Sunday, December 28, 2014

And Then There Were None

I have no particular dislike of Agatha Christie's work, but at the same time I know there are people out there who are much more actively fans of her material than I am. So they'd probably be able to do a much better post on the 1945 film version of And Then There Were None, which is airing tomorrow morning at 9:00 AM on TCM.

The movie starts with several strangers all taking a boat to an isolated island, where all of them have been invited to a party at the only house on the island. The boat is also the only way to and from the island, so they're going to be stuck there for the entire weekend. Now, it transpires that none of them actually know the man who invited them there, so you have to wonder why they all agreed to come. The obvious guess is blackmail, and based on what happens the first evening they're at the place, it seems as though this is a reasonable guess.
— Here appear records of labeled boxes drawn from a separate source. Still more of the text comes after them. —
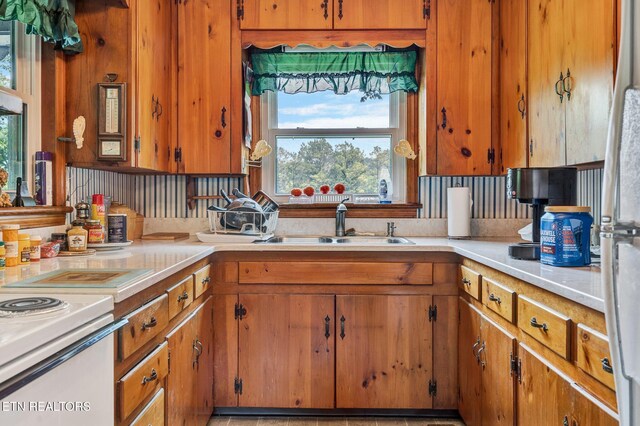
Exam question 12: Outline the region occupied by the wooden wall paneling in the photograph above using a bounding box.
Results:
[238,294,336,408]
[336,295,433,409]
[240,0,333,30]
[437,0,493,175]
[64,0,135,167]
[527,0,568,167]
[433,296,458,410]
[40,42,66,206]
[563,0,616,164]
[333,0,427,30]
[480,318,517,426]
[213,292,238,407]
[499,0,529,174]
[516,343,572,426]
[178,0,234,174]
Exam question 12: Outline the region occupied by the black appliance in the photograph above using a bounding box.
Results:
[507,167,578,260]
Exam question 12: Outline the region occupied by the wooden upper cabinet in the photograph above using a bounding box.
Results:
[336,295,433,409]
[136,0,173,171]
[436,0,493,175]
[527,0,567,167]
[238,294,335,409]
[238,0,333,30]
[177,0,232,174]
[332,0,427,30]
[500,0,528,172]
[563,0,616,164]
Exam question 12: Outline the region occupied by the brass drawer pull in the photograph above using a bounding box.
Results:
[602,358,613,374]
[530,317,549,333]
[178,290,189,302]
[142,317,158,331]
[142,368,158,385]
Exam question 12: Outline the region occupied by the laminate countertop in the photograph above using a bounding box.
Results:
[0,237,604,312]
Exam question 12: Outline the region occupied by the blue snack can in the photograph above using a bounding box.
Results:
[540,206,593,266]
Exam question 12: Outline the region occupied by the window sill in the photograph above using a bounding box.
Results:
[0,206,73,229]
[279,203,422,219]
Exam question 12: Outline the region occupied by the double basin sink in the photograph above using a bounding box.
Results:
[256,237,414,245]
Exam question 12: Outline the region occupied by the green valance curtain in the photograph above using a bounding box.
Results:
[251,50,418,99]
[0,0,82,54]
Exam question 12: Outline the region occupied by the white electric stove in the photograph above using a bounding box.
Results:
[0,294,124,426]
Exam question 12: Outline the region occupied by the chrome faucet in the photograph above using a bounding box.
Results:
[336,198,349,237]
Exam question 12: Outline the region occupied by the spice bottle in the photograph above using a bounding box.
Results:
[30,235,42,262]
[0,241,7,271]
[2,225,20,266]
[67,220,89,251]
[18,234,31,265]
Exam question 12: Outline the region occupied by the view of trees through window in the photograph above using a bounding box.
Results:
[276,136,391,194]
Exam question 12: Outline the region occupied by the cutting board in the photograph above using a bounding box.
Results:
[142,232,189,241]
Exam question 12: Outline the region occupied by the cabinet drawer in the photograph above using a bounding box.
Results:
[193,265,211,299]
[118,343,169,420]
[518,296,571,359]
[238,262,433,285]
[131,388,164,426]
[482,277,516,323]
[118,294,169,359]
[576,324,615,390]
[167,276,194,319]
[460,266,482,300]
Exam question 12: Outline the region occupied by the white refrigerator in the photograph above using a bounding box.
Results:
[601,0,640,426]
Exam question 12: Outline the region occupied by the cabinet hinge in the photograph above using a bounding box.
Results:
[422,0,431,20]
[487,148,496,164]
[235,303,247,320]
[429,305,438,322]
[509,354,522,383]
[429,380,438,396]
[236,0,244,20]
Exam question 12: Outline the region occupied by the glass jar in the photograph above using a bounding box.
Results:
[18,234,31,265]
[67,220,89,251]
[84,219,104,244]
[30,235,42,262]
[2,225,20,266]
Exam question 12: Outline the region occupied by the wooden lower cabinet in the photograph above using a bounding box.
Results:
[166,298,213,425]
[238,294,335,408]
[458,299,516,426]
[336,295,433,408]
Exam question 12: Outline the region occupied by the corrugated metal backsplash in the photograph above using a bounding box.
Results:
[67,167,602,223]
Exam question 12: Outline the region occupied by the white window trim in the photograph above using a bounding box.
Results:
[260,92,407,203]
[0,22,42,194]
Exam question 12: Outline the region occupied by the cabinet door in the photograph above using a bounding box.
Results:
[458,299,482,426]
[527,0,564,167]
[177,0,232,174]
[136,0,173,171]
[563,0,615,164]
[516,343,572,426]
[500,0,529,172]
[569,384,618,426]
[437,0,493,175]
[336,296,433,408]
[480,318,516,425]
[333,0,427,30]
[240,0,333,30]
[238,294,335,408]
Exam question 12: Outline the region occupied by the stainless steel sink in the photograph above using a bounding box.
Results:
[256,237,414,245]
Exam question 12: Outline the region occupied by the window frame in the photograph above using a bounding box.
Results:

The man who invited them to the island, a mister U. N. Owen (get it, "un-owen"?), left a phonograph record with the instructions that it be played by the two servants, who never met the guy either. On this record, Mr. Own accuses all of the assembled guests of murder, and they're all on this island for their punishment! Needless to say, the assembled houseguests are totally put off by all of this. It doesn't help that the dining room table had a centerpiece of ten little Indians, the subject of the nursery rhyme about how each of them came to an untimely end. It turns out that the guests may have been responsible for anything from wrongful death to manslaughter, but none of them has ever been punished for anything. Until now.
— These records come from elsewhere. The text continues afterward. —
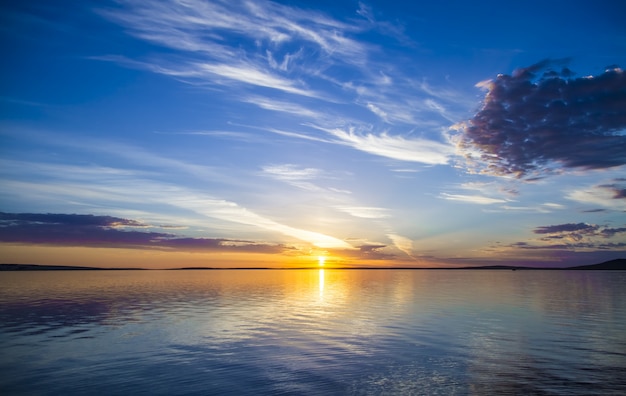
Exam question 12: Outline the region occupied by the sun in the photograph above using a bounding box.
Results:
[317,256,326,267]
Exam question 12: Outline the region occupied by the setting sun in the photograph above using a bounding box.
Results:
[317,256,326,267]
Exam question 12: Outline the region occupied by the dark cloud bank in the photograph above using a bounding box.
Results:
[0,212,289,253]
[461,60,626,177]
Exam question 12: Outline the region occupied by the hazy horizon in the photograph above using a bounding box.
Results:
[0,0,626,268]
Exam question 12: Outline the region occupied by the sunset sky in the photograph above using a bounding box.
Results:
[0,0,626,268]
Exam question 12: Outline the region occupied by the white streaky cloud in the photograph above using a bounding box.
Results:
[0,169,352,249]
[195,63,320,97]
[263,164,322,180]
[387,233,413,258]
[244,96,326,120]
[335,206,389,219]
[265,128,333,143]
[541,202,565,209]
[565,186,626,211]
[440,193,507,205]
[319,128,454,165]
[175,192,353,249]
[367,103,389,122]
[262,164,323,191]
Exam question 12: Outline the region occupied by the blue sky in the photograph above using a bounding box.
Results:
[0,0,626,266]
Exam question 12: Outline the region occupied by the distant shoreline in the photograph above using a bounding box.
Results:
[0,259,626,271]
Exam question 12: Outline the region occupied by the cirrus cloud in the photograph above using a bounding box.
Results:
[460,60,626,177]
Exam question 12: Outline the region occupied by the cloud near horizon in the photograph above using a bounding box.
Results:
[0,212,286,254]
[459,60,626,177]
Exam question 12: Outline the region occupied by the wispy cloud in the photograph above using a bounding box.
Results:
[98,0,464,165]
[318,127,454,165]
[335,206,389,219]
[387,234,413,258]
[460,60,626,177]
[262,164,322,191]
[565,179,626,211]
[0,212,289,253]
[440,193,507,205]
One of the guests, Prince Starloff (Mischa Auer), collapses and dies! Alcoholic doctor Armstrong (Walter Huston), whose crime was performing an operation while drunk, determines that Starloff was... poisoned! And one of the Indian figurines is broken! Even if you haven't read any of Agatha Christie's work, you can guess what happens next. Owen's statement that the assembled guests are going to die one by one seems to come true, as of them wind up dead and figuriens break respectively. The guests start to look for Mr. Owen and, when they can't find him, start to turn on each other, believing that one of them must be the murderer, since there's no other possibility.

Who's the murderer, and how will the last of the ten die? Heaven forfend I reveal that outcome! Now, as I said at the beginning, there are other people who know more about Agatha Christie's work than I do and who say that the ending in the film is not quite the ending in the book. I haven't read the book, so I can't comment on that, although it wouldn't surprise me if the Production Code required some changes. (From what I've read, Murder on the Orient Express couldn't be made until the 1970s because Agatha Christie's ending violated the Production Code six ways from Sunday. The ending of the movie certainly does.) That having been said, what I saw in the movie was well worth watching. There's a cast full of people who mostly didn't quite make it to A list status, but did a lot of supporting work. That works well for a movie like this where you really have an ensemble cast. Barry Fitzgerald, fresh off winning the Oscar for Going My Way, plays a judge who condemned an innocent man; Roland Young plays a police detective who gave false testimony to convict an innocent man; C. Aubrey Smith is a retired general; and Louis Heyward plays an explorer accused of killing natives. The atmosphere is excellent, with this feeling very much like a British movie of the era even though it was made in Hollywood, by a French World War II exile René Clair.